The billionaire has some provocative views. Six months earlier, he suggested that if Israel does not end its nuclear weapons program, America should drop an “atomic weapon…in the middle of the [Negev] desert that doesn’t hurt a soul.” If that doesn’t work, America should drop “the next one…in the middle of” Tel Aviv.
The billionaire insists that there is no such thing as the Jewish people. It’s a hoax; the Jews “have fooled the world very successfully.” And he declares that “There isn’t a” Jew “alive who wasn’t raised on a curriculum of hatred and hostility toward the” Palestinians.
Change the words “Democrat” to “Republican,” “Israel” to “Iran” and “Palestinian” to “Jewish,” and that’s exactly what just happened. Leading contenders for the 2016 GOP presidential nomination spent last weekend wooing and feting a billionaire, Sheldon Adelson, whose views - if directed at Jews—would put him in the company of Louis Farrakhan and Mahmoud Ahmadinejad.
Think I’m exaggerating? Let’s check the record. Adelson has called for nuking the Iranian desert (which supposedly wouldn’t “hurt a soul”) and then nuking Tehran unless Iran abandons its nuclear weapons program. I’m all for Iran abandoning its nuclear weapons program. But how does threatening Tehran with nuclear annihilation make Adelson any different than those Iranians who have threatened to destroy Israel?

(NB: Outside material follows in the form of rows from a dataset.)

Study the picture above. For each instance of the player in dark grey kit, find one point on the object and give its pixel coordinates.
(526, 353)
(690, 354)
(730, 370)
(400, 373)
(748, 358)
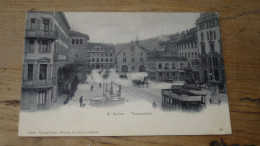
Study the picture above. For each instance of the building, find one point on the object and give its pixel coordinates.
(132, 58)
(162, 68)
(210, 50)
(46, 49)
(101, 56)
(78, 53)
(187, 48)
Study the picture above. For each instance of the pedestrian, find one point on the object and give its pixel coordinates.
(219, 101)
(210, 100)
(154, 104)
(81, 101)
(92, 87)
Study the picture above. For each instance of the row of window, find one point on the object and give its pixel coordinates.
(203, 49)
(45, 22)
(100, 49)
(42, 73)
(164, 66)
(211, 35)
(209, 24)
(208, 61)
(133, 59)
(133, 54)
(101, 54)
(45, 46)
(77, 41)
(101, 60)
(189, 55)
(187, 45)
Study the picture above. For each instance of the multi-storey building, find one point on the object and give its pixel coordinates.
(46, 49)
(78, 53)
(165, 68)
(187, 48)
(210, 50)
(132, 58)
(101, 56)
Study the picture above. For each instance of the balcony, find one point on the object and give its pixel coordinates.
(35, 33)
(39, 83)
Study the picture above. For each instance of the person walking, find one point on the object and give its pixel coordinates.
(81, 101)
(92, 87)
(154, 104)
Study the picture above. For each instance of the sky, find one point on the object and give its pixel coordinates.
(122, 27)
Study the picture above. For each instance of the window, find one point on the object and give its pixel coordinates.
(203, 48)
(211, 35)
(31, 47)
(202, 36)
(173, 65)
(43, 72)
(181, 65)
(141, 60)
(46, 23)
(160, 75)
(215, 61)
(30, 72)
(41, 97)
(33, 23)
(212, 47)
(204, 61)
(166, 67)
(160, 66)
(44, 48)
(132, 47)
(132, 59)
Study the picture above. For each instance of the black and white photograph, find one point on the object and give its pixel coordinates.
(123, 74)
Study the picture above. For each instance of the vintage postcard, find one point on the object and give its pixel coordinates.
(123, 74)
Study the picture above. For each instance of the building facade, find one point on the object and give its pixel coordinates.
(101, 56)
(78, 53)
(46, 49)
(132, 58)
(162, 68)
(210, 50)
(187, 48)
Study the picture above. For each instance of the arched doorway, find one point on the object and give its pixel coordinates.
(124, 68)
(141, 68)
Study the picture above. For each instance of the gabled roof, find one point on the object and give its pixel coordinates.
(75, 33)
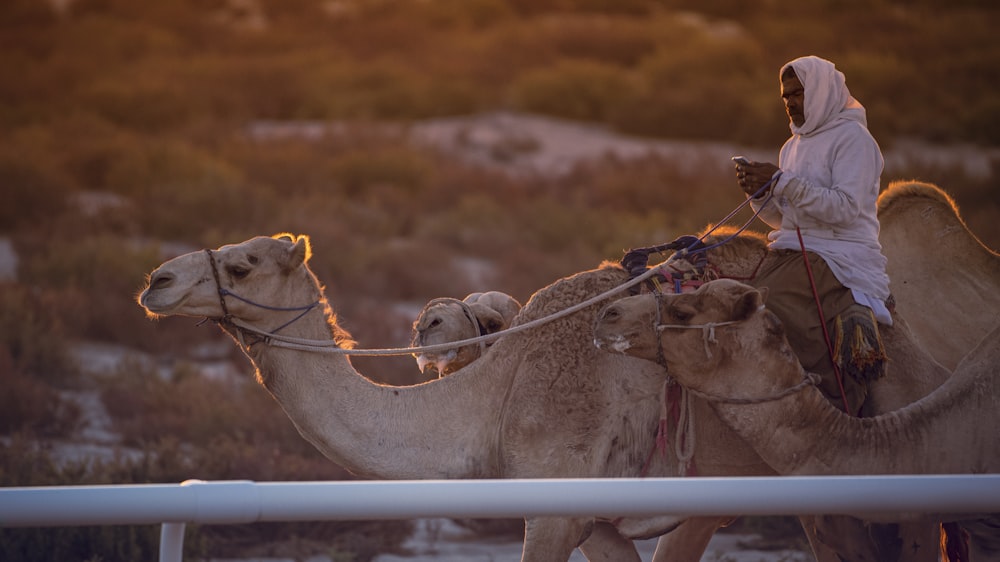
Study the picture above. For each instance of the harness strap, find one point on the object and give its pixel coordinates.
(822, 322)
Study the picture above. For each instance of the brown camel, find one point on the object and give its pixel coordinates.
(535, 406)
(721, 343)
(538, 404)
(933, 257)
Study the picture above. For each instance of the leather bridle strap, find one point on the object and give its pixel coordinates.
(226, 317)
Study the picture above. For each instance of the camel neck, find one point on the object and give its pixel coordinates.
(381, 431)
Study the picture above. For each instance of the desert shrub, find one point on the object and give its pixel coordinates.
(357, 172)
(581, 90)
(32, 336)
(33, 191)
(101, 261)
(29, 405)
(176, 185)
(189, 407)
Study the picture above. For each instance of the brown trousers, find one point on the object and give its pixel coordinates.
(791, 298)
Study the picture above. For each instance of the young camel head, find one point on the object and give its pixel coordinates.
(447, 320)
(722, 324)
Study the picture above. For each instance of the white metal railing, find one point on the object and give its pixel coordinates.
(244, 501)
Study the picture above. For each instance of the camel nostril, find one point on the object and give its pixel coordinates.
(160, 281)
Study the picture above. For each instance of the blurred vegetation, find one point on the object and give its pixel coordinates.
(125, 141)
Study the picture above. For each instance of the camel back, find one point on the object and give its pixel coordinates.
(573, 290)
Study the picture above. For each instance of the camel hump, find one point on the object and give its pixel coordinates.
(924, 210)
(909, 190)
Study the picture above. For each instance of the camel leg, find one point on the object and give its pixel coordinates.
(606, 544)
(687, 543)
(852, 540)
(553, 539)
(840, 537)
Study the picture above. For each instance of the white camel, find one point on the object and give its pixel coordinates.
(445, 319)
(538, 404)
(721, 343)
(533, 406)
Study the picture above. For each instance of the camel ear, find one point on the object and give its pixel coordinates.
(298, 253)
(748, 303)
(490, 321)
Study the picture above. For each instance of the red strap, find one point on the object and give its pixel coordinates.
(822, 321)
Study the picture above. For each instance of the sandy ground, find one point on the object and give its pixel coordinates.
(440, 540)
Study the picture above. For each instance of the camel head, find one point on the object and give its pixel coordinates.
(446, 320)
(213, 284)
(694, 333)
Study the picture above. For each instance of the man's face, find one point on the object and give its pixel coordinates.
(793, 95)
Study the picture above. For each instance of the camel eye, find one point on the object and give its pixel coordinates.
(682, 314)
(238, 272)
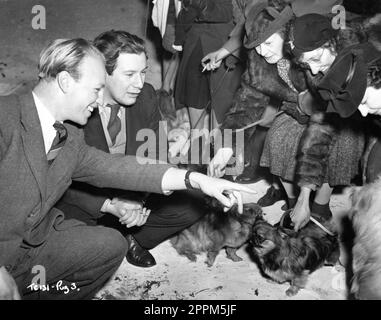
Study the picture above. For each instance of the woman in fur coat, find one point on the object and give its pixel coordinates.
(340, 92)
(282, 141)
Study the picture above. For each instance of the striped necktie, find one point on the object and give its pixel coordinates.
(58, 142)
(114, 125)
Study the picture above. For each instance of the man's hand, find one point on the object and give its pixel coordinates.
(8, 287)
(120, 207)
(218, 164)
(214, 59)
(134, 218)
(300, 215)
(228, 193)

Then there’s Adelson’s view that the Palestinians are an “invented people.” Again, flip it around. In 2008, when Tel Aviv University’s Shlomo Sand published a book called “The Invention of the Jewish People,” he was widely called anti-Semitic. When Adelson says the same about Palestinians, he’s a Republican rock star.

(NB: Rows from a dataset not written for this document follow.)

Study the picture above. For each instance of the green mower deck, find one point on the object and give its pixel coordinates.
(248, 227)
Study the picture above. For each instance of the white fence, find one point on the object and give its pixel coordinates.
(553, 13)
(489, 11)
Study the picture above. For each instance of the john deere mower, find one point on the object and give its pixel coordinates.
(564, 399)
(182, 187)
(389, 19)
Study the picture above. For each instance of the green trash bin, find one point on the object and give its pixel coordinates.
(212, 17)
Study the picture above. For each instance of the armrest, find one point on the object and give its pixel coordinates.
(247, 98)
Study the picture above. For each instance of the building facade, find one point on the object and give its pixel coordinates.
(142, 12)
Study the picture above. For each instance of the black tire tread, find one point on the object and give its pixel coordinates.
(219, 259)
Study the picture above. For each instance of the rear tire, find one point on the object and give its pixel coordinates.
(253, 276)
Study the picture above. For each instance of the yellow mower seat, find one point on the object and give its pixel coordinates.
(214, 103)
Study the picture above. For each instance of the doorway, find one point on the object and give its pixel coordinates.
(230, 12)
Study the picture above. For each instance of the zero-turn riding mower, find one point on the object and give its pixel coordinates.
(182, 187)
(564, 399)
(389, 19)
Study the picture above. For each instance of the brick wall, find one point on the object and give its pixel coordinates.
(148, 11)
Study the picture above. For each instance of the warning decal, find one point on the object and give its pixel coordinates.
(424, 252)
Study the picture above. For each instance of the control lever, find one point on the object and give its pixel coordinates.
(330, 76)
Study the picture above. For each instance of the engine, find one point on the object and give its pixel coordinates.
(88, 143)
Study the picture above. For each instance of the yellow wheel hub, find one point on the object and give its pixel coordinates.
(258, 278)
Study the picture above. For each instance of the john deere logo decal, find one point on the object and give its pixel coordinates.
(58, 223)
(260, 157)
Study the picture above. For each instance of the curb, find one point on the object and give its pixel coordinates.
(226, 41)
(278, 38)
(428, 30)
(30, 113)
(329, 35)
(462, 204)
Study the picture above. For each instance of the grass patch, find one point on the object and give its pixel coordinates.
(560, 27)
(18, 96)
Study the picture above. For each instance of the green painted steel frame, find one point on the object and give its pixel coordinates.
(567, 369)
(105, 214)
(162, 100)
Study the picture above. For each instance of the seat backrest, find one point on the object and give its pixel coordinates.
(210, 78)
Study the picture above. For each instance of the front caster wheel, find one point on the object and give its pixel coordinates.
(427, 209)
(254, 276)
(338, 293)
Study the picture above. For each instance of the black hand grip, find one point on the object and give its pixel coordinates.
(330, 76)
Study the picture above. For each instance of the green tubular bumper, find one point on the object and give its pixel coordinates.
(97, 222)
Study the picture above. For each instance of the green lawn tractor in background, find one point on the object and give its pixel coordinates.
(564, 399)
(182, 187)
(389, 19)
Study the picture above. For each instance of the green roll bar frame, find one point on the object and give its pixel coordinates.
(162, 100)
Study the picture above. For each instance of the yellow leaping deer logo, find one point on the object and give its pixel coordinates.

This isn’t hawkishness. It’s hate. Hawks acknowledge that there are divisions among Palestinians, Arabs and Muslims, but argue that, at this moment in time, the forces of anti-Israel and anti-Semitic militancy have the upper hand. For Adelson, by contrast, there are no distinctions. All Palestinians and all Muslims are detestable killers. It’s just who they are. “There isn’t a Palestinian alive who wasn’t raised on a curriculum of hatred and hostility toward the Jews,” he told the Jewish Press in 2011.  "They don’t want the Jews or any other religion to be alive,” he said in the same interview. “The Muslims…want to kill 100 percent of the Jews,” he explained last fall. “Not all Islamists are terrorists but all the terrorists are Islamists,” he opined in 2012.
The ignorance is painful. At times, Adelson seems to suggest that Palestinians are a religion. (“They don’t want the Jews or any other religion to be alive.”) His claim that “all the terrorists are Islamists” reveals a lack of familiarity with, among others, Timothy McVeigh, Ted Kaczynski, the Klu Klux Klan, the Irish Republican Army, the Tamil Tigers, the Basque National Liberation Movement, the FARC, and the Jewish Defense League. Adelson is on record as admitting that “I don’t know the difference between the Shia and the Sunnis.” 

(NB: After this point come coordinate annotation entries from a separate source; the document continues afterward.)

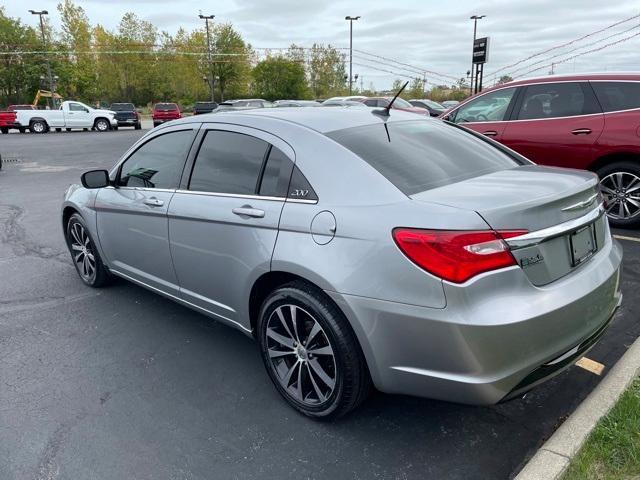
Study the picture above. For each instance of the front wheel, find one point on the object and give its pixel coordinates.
(85, 256)
(101, 125)
(310, 352)
(620, 187)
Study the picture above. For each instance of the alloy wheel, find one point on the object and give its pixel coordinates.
(300, 355)
(621, 191)
(82, 251)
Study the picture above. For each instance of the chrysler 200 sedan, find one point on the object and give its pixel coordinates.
(360, 249)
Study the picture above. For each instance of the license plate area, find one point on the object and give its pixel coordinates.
(583, 244)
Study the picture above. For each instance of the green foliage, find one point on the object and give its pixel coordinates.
(278, 78)
(612, 451)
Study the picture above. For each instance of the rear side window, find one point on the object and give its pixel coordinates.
(615, 96)
(228, 162)
(159, 162)
(420, 155)
(553, 100)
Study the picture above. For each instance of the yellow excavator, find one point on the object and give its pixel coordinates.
(56, 99)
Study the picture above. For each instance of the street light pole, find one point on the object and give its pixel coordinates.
(475, 19)
(351, 19)
(52, 87)
(206, 18)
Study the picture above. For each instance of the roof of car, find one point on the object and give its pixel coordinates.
(320, 119)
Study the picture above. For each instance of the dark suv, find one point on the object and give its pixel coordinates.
(126, 115)
(589, 121)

This is what American democracy has come to. Because billionaires can now spend unlimited sums on political campaigns, a primitive old man, who knows almost nothing about Palestinians and Muslims except that they are all murderous savages, can summon the leading Republican presidential candidates to his casino and make them grovel for his affections. Although there were several hundred people in the audience last weekend in Las Vegas, the Washington Post reported that Ohio Governor John Kasich “frequently directed his remarks to ‘Sheldon’ in his speech, as if he were having a one-on-one chat.”
Wisconsin Governor Scott Walker volunteered that during Hannukah, he lights a menorah at the governor’s mansion. New Jersey Governor Chris Christie urged America to be Israel’s “unquestioning friend.” Then he slipped up by calling the West Bank the “occupied territories” (the same term long used by the United States government), before offering Adelson a heartfelt apology
Luckily, at times like these, we have Jon Stewart, who suggested that instead of “Occupied Territories,” Adelson would have preferred “Israel-in-waiting” or “Palestinian Terror Emporium.” In watching American Jewish politics today, it’s important to be able to laugh. Otherwise the shame might be too much to bear.